Terrence Tao’s analysis:
What are the odds, II: the Venezuelan presidential election
https://terrytao.wordpress.com/2024/08/02/what-are-the-odds-ii-the-venezuelan-presidential-election/
Patrick:
Yes, this is essentially the same analysis as above, just using math language instead of statistics language.
It’s actually one in 200 million if you account for the fact that the numbers must add up to less than the total number of votes. 1 in 400 million if you additionally require that Maduro must win.
Andrew,
I thought you would like to see Walter Mebane’s eforensics analysis of the Venezuelan elections based on the tallies provided by the opposition: https://websites.umich.edu/~wmebane/Venezuela2024.pdf
Very interesting and important stuff!
Here is a simple thought experiment. Take a random number x uniformly from some interval, say between 4 million and 6 million (or any other interval for that matter) and let N=10.058.774. Let p=x/N*100 be the percent of x in N, p’ the same percent rounded to the closest 0.1%, and x’ = p’*N rounded to the closest integer.

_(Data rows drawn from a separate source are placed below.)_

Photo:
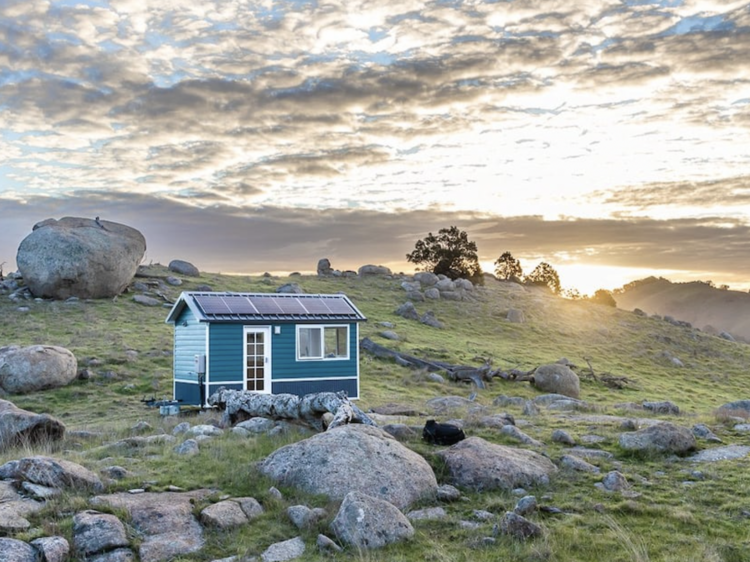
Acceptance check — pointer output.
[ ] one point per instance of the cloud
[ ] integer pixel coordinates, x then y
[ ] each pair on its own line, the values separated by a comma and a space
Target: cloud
221, 238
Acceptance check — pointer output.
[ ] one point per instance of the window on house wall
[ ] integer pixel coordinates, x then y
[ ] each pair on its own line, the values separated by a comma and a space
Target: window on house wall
323, 342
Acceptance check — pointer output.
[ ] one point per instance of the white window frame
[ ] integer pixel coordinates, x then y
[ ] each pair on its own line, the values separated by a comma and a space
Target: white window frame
321, 330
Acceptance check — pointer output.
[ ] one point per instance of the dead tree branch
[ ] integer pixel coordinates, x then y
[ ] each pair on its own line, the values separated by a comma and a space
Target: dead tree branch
239, 405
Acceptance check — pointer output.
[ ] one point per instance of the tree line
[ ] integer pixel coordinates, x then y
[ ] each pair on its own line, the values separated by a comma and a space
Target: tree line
452, 254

Out of roughly 10 million, 0.1% is about 10,000 people, so our rounding error should be uniform between 0 and about 5,000 people, so, on average, the absolute difference between x and x’ should be about 2500. In the case of the votes for Maduro, this difference is 0. Moreover, in the case of votes for Gonzales, this difference is also 0. Possible, but not likely. This indicates, with overwhelming confidence, that the total number of votes (and the corresponding percents) do not come from adding individual tallies, but in some other way.
I have run extensive simulations and, yes, the mean difference between x and x’ is about 2500.